Re-create and analyze primary code from the textbook. Provide citation to text book, using a standard citation syntax like APA or MLA.
library(tidytext)
## Warning: package 'tidytext' was built under R version 4.1.3
library(dplyr)
##
## Attaching package: 'dplyr'
## The following objects are masked from 'package:stats':
##
## filter, lag
## The following objects are masked from 'package:base':
##
## intersect, setdiff, setequal, union
The tidytext package provides access to several sentiment lexicons. The three general purpose lexions that are based on unigrams, i.e., single words are: 1. AFINN - lexicon assigns words with a score that runs between -5 and 5, with negative scores indicating negative sentiment and positive scores indicating positive sentiment. 2. nrc - lexicon categorizes words in a binary fashion (“yes”/“no”) into categories of positive, negative. 3. bing - lexicon categorizes words in a binary fashion into positive and negative categories.

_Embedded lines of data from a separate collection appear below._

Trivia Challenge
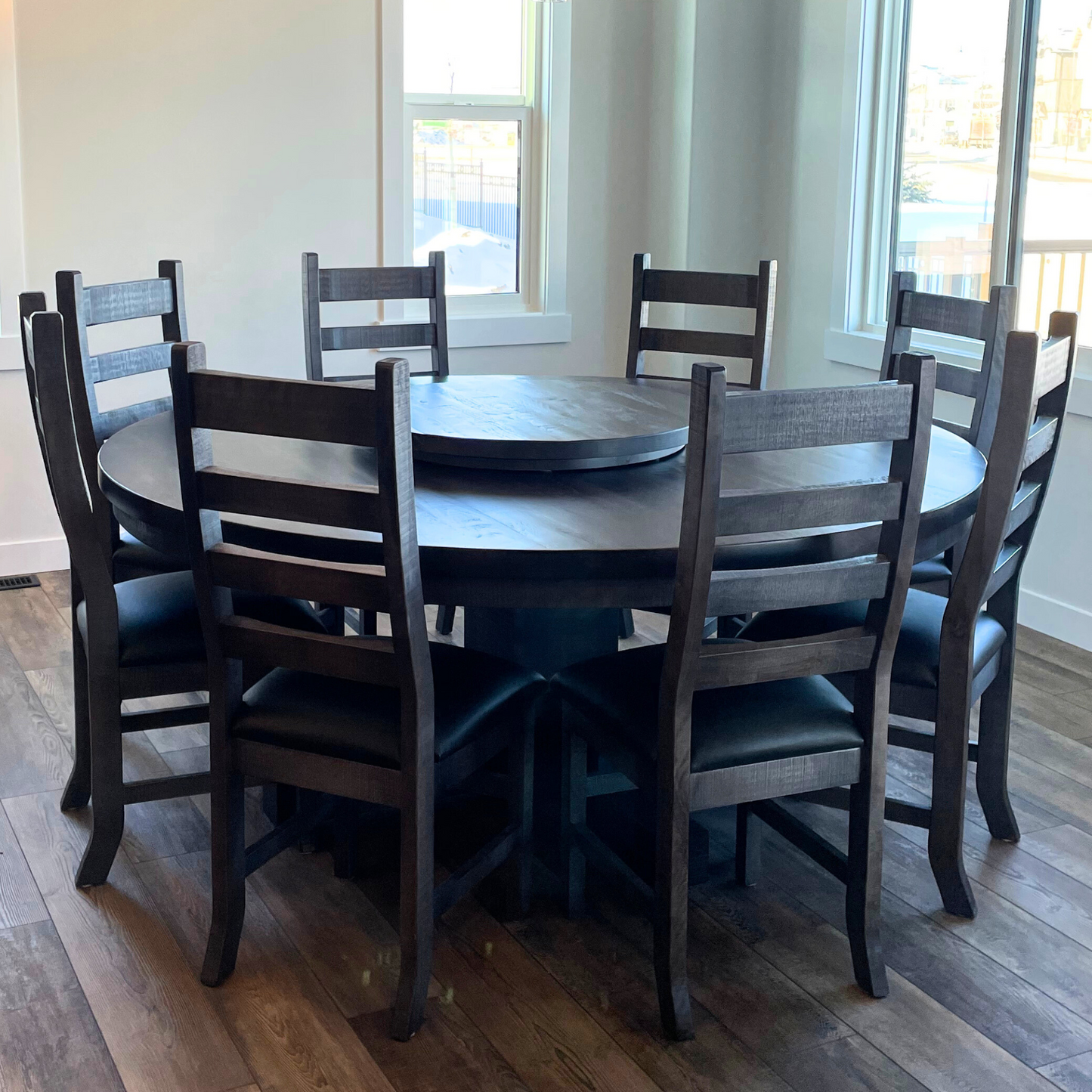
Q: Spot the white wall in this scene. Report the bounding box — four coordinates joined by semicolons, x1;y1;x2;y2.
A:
6;0;716;572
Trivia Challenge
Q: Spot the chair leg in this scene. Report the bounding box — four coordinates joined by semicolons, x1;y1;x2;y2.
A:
736;804;763;886
930;668;976;917
76;667;125;888
561;725;587;917
508;707;535;920
61;619;91;812
436;606;456;636
974;580;1020;842
201;768;247;986
845;776;889;997
652;769;694;1041
391;769;436;1043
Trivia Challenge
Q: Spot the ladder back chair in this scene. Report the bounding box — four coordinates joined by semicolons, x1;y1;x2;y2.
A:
304;250;447;383
880;272;1016;595
741;312;1077;917
552;356;933;1038
626;255;778;391
24;308;319;886
172;343;545;1040
56;261;187;577
304;250;456;636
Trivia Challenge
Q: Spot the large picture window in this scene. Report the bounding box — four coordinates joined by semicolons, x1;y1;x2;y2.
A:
843;0;1092;355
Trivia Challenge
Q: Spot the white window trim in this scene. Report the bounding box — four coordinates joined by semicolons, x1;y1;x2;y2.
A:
824;0;1092;417
0;0;26;371
380;0;572;348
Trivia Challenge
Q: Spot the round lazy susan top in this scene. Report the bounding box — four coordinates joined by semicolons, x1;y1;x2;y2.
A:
412;376;690;471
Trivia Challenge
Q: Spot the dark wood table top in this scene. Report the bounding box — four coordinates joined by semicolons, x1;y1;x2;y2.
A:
410;376;690;471
99;414;985;607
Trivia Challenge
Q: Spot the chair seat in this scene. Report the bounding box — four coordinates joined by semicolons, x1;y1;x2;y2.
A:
910;554;952;586
76;571;324;667
231;643;546;769
550;639;863;773
739;587;1007;690
113;528;190;580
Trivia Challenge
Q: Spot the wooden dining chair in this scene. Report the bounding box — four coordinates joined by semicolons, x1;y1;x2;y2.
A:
56;260;187;580
880;272;1016;595
741;312;1077;917
304;250;456;635
618;255;778;639
172;344;546;1040
550;355;933;1038
626;255;778;391
23;308;321;886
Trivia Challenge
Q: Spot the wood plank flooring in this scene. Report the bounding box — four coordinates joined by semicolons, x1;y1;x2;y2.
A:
0;574;1092;1092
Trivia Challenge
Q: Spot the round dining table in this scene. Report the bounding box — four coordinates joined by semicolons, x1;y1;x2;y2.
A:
98;376;986;677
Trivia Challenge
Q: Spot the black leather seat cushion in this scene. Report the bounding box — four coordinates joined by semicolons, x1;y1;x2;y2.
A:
739;587;1006;690
76;571;326;667
231;643;546;768
113;528;190;580
910;554;952;584
550;639;862;773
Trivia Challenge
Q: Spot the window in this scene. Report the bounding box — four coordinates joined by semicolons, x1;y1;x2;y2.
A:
828;0;1092;367
383;0;570;346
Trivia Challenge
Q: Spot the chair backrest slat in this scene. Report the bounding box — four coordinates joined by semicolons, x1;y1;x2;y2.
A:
640;268;758;310
1033;338;1070;402
1020;417;1058;471
707;558;901;618
900;290;991;340
641;326;754;360
56;260;188;511
190;370;376;447
694;626;876;690
304;250;449;382
172;343;434;761
219;615;398;687
83;277;175;326
322;322;436;351
937;361;982;398
319;265;436;304
209;543;390;614
660;355;936;720
880;272;1016;452
198;466;382;531
716;478;902;535
88;342;170;383
942;311;1077;629
724;383;913;454
626;255;778;391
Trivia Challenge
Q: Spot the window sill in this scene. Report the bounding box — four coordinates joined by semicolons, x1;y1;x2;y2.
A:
447;314;572;348
822;329;1092;417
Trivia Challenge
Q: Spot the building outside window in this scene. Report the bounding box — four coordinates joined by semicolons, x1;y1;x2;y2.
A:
837;0;1092;357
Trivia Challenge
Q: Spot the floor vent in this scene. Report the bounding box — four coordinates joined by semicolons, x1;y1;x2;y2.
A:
0;577;42;592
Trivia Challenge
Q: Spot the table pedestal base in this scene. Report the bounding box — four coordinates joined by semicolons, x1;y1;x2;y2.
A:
463;607;618;678
463;607;716;883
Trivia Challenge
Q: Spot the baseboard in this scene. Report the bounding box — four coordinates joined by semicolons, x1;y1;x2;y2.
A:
0;537;69;577
1019;589;1092;651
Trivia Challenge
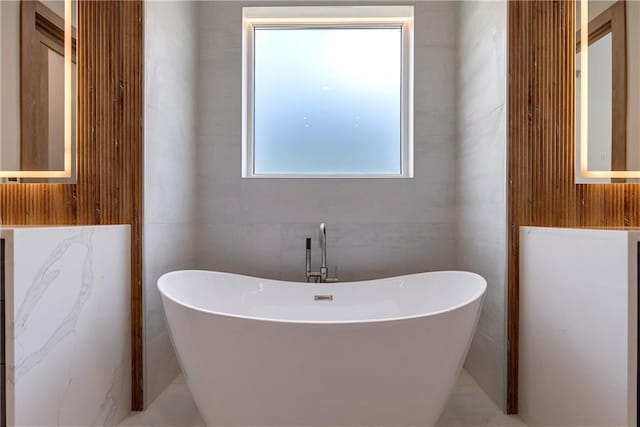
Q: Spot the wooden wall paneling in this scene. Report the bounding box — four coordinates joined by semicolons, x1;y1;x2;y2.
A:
507;0;640;413
0;0;144;410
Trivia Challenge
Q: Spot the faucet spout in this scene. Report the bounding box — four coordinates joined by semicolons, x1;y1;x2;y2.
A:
319;223;328;282
305;223;338;283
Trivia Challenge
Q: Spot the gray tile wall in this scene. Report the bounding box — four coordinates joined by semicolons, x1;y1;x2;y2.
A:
456;1;507;409
145;1;506;407
143;1;197;404
196;1;457;280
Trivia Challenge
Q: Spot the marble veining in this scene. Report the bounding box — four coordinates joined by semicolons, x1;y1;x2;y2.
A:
14;229;93;384
4;225;131;427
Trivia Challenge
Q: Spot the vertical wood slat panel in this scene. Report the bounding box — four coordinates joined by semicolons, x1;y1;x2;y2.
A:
0;0;143;410
507;0;640;413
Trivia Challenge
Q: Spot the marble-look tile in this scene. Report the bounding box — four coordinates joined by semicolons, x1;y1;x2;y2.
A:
120;371;526;427
456;1;507;414
7;225;131;426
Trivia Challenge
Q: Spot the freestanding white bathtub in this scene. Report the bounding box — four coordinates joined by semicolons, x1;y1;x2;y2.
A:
158;271;487;427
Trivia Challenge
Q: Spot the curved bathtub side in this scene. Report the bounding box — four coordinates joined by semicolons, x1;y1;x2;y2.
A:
162;294;481;426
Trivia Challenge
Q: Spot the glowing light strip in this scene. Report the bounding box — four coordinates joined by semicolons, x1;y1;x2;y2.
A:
245;17;411;25
64;0;73;177
580;0;640;178
0;0;73;178
580;0;589;176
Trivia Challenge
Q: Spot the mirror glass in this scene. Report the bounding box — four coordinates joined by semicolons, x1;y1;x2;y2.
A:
575;0;640;183
0;0;77;182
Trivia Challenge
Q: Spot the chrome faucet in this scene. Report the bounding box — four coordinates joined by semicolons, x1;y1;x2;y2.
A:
305;223;338;283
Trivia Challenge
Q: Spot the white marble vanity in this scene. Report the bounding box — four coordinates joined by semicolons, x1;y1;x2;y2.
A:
518;227;640;427
0;225;131;426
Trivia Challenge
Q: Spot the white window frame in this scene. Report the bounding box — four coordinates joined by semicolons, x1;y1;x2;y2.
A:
242;5;413;178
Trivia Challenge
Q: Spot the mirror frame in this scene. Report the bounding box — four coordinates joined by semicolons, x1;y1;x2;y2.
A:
574;0;640;178
0;0;77;183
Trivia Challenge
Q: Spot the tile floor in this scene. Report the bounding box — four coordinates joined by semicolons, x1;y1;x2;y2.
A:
120;371;526;427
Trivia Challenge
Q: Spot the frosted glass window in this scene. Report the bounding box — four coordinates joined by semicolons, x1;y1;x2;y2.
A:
249;25;403;175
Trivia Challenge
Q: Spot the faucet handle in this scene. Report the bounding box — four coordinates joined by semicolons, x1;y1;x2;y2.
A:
325;265;340;283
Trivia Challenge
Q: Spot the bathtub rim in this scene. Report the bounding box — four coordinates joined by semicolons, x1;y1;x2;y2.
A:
156;269;488;325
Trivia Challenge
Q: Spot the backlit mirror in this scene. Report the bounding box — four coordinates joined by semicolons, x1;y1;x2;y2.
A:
0;0;77;182
575;0;640;183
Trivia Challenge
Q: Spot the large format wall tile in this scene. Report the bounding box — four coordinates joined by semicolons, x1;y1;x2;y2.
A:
5;225;131;427
456;1;507;409
143;1;198;406
196;1;458;280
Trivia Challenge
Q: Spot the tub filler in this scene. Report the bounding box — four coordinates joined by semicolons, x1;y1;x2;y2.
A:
158;271;487;427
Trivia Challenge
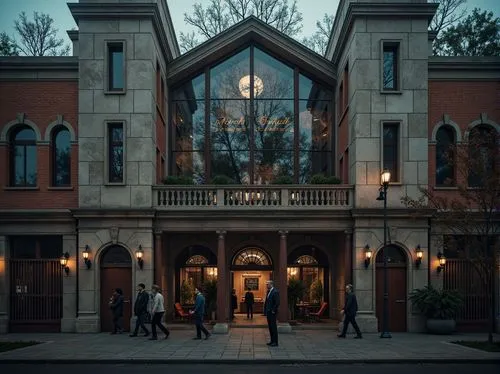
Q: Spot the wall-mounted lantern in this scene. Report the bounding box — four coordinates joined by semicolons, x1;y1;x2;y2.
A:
135;244;144;270
365;244;372;269
437;252;446;273
59;252;69;275
82;244;92;269
415;244;424;269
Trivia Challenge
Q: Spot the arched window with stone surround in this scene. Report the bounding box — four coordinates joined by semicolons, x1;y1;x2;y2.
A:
9;126;37;187
436;125;455;186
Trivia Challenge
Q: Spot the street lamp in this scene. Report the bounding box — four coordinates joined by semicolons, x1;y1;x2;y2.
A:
377;169;392;338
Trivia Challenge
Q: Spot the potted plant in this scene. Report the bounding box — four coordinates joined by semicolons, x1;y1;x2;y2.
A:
410;285;463;335
288;277;305;321
204;279;217;321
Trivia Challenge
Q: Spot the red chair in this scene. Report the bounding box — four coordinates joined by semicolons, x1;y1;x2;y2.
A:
309;302;328;322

The function get_sentiments() allows us to get specific sentiment lexicons with the appropriate measures for each one.
get_sentiments("afinn")
## # A tibble: 2,477 x 2
## word value
## <chr> <dbl>
## 1 abandon -2
## 2 abandoned -2
## 3 abandons -2
## 4 abducted -2
## 5 abduction -2
## 6 abductions -2
## 7 abhor -3
## 8 abhorred -3
## 9 abhorrent -3
## 10 abhors -3
## # ... with 2,467 more rows
get_sentiments("bing")
## # A tibble: 6,786 x 2
## word sentiment
## <chr> <chr>
## 1 2-faces negative
## 2 abnormal negative
## 3 abolish negative
## 4 abominable negative
## 5 abominably negative
## 6 abominate negative
## 7 abomination negative
## 8 abort negative
## 9 aborted negative
## 10 aborts negative
## # ... with 6,776 more rows
get_sentiments("nrc")
## # A tibble: 13,875 x 2
## word sentiment
## <chr> <chr>
## 1 abacus trust
## 2 abandon fear
## 3 abandon negative
## 4 abandon sadness
## 5 abandoned anger
## 6 abandoned fear
## 7 abandoned negative
## 8 abandoned sadness
## 9 abandonment anger
## 10 abandonment fear
## # ... with 13,865 more rows
library(janeaustenr)
## Warning: package 'janeaustenr' was built under R version 4.1.3
austen_books()
## # A tibble: 73,422 x 2
## text book
## * <chr> <fct>
## 1 "SENSE AND SENSIBILITY" Sense & Sensibility
## 2 "" Sense & Sensibility
## 3 "by Jane Austen" Sense & Sensibility
## 4 "" Sense & Sensibility
## 5 "(1811)" Sense & Sensibility
## 6 "" Sense & Sensibility
## 7 "" Sense & Sensibility
## 8 "" Sense & Sensibility
## 9 "" Sense & Sensibility
## 10 "CHAPTER 1" Sense & Sensibility
## # ... with 73,412 more rows
library(janeaustenr)
library(dplyr)
library(stringr)
## Warning: package 'stringr' was built under R version 4.1.2
tidy_books <- austen_books() %>%
group_by(book) %>%
mutate(
linenumber = row_number(),
chapter = cumsum(str_detect(text,
regex("^chapter [\\divxlc]",
ignore_case = TRUE)))) %>% ungroup() %>%
unnest_tokens(word, text)
We chose the name ‘word’ for the output column from unnest_tokens() function, because the sentiment lexicons and stop word datasets have columns named word; performing inner joins and anti-joins is thus easier.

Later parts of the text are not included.